Introduction
Apache Pulsar is slowly emerging as a new strong contender in the space of enterprise messaging. Currently open-source application messaging is dominated by Kafka. However Pulsar promises to fill the gaps left by Kafka and overcome some of its shortcomings. Which pose severe challenges when you are considering application
performance and stability at large scales.
Apache Pulsar is an open-source, distributed messaging and streaming platform. It was originally conceived at Yahoo. The USP of Pulsar is a segmented architecture where storage is completely taken care of by Apache Bookkeeper. Bookkeeper is a distributed storage service, to which message storage is offloaded. That results in Brokers of Pulsar to be free from all storage related concerns and better handle inbound and outbound traffic. This is what makes Pulsar unique and desirable in many ways which we look into below.
Architecture
Brokers
Main difference between Pulsar and Kafka starts at the foundation. Kafka brokers store all the data in themselves. Whereas Pulsar relies on Apache Bookkeeper to do the same. Bookkeeper is a scalable, fault-tolerant, and low-latency storage service. Pulsar brokers are free to do other jobs like stream computations, topic and consumer management etc. This is why adding a broker to increase the capacity of the Pulsar cluster is much easier. In Kafka one has to not only add a broker (which itself is not easy), but also manually reassign partitions to the newly added broker. Which can take a lot of time.
Underlying Storage Mechanism
Pulsar implements a topic as an infinite log just like Kafka. Pulsar breaks topic partitions into segments and then distributes the segments across the storage nodes in Apache BookKeeper to get better performance, scalability, and availability.

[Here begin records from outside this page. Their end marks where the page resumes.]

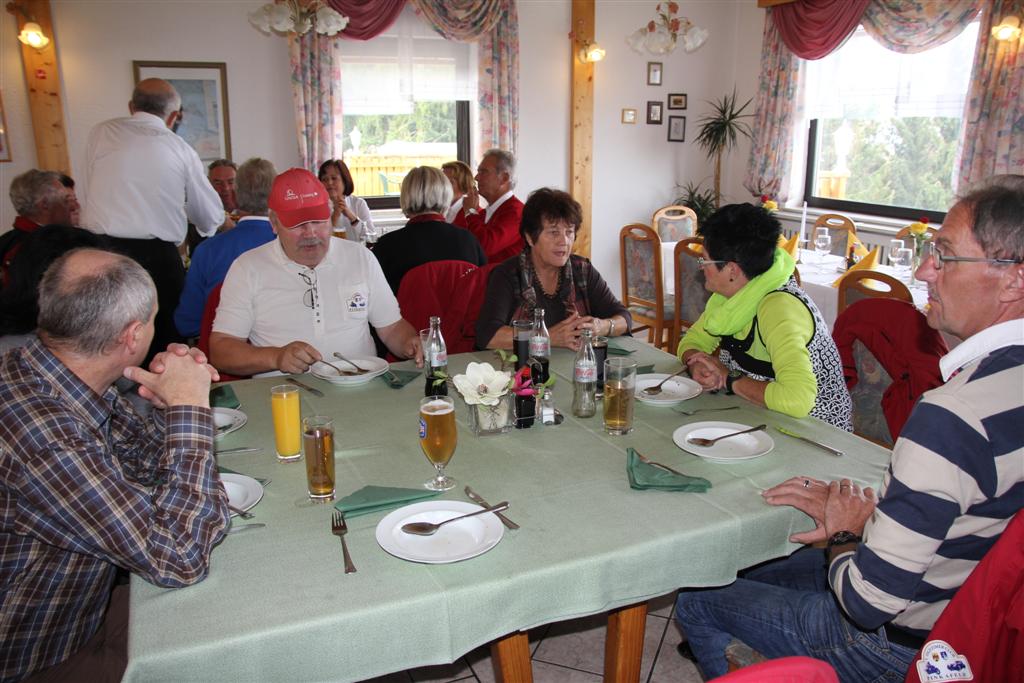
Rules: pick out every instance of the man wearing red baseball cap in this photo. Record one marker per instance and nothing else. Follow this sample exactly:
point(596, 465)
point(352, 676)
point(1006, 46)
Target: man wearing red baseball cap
point(295, 300)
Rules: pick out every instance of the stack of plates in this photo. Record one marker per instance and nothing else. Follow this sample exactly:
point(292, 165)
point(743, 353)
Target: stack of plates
point(674, 391)
point(735, 449)
point(376, 368)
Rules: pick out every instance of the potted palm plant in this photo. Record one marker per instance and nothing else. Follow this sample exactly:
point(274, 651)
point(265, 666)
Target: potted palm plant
point(719, 132)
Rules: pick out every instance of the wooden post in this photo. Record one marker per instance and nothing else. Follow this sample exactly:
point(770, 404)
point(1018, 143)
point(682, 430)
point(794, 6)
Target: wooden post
point(42, 80)
point(582, 123)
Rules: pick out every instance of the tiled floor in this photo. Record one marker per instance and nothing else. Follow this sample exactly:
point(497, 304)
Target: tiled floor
point(573, 652)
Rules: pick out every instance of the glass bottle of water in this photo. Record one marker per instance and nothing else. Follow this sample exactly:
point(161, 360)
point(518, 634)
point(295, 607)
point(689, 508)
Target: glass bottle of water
point(585, 378)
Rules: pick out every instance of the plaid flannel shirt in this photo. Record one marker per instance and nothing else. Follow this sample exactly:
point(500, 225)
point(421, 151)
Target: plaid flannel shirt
point(86, 486)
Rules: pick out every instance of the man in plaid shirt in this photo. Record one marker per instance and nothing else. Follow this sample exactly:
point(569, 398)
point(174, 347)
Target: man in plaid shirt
point(86, 484)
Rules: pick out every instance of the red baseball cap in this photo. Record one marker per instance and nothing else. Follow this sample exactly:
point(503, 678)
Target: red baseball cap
point(297, 197)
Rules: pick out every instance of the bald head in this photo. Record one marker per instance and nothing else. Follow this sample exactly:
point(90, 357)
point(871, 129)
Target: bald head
point(157, 96)
point(88, 296)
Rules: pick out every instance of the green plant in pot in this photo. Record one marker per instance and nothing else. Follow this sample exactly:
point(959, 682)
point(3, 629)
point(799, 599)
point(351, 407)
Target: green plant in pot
point(719, 132)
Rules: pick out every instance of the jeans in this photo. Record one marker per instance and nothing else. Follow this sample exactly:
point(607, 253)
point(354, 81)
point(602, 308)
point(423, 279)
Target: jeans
point(786, 608)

Bookkeeper stores a topic in Ledgers. And Ledgers themselves are made up of segments. These segments are evenly distributed among all Bookie nodes. This is different from Kafka where each partition is replicated, and partitions and their replicas are stored in its entirety on brokers. This not only leads to larger storage requirements for a single Broker but also the problem of re-balancing. When a new Kafka broker is added or one goes down, the topic replica is moved to new broker. This rebalance can take large amount of time and can generate excessive chatter in network.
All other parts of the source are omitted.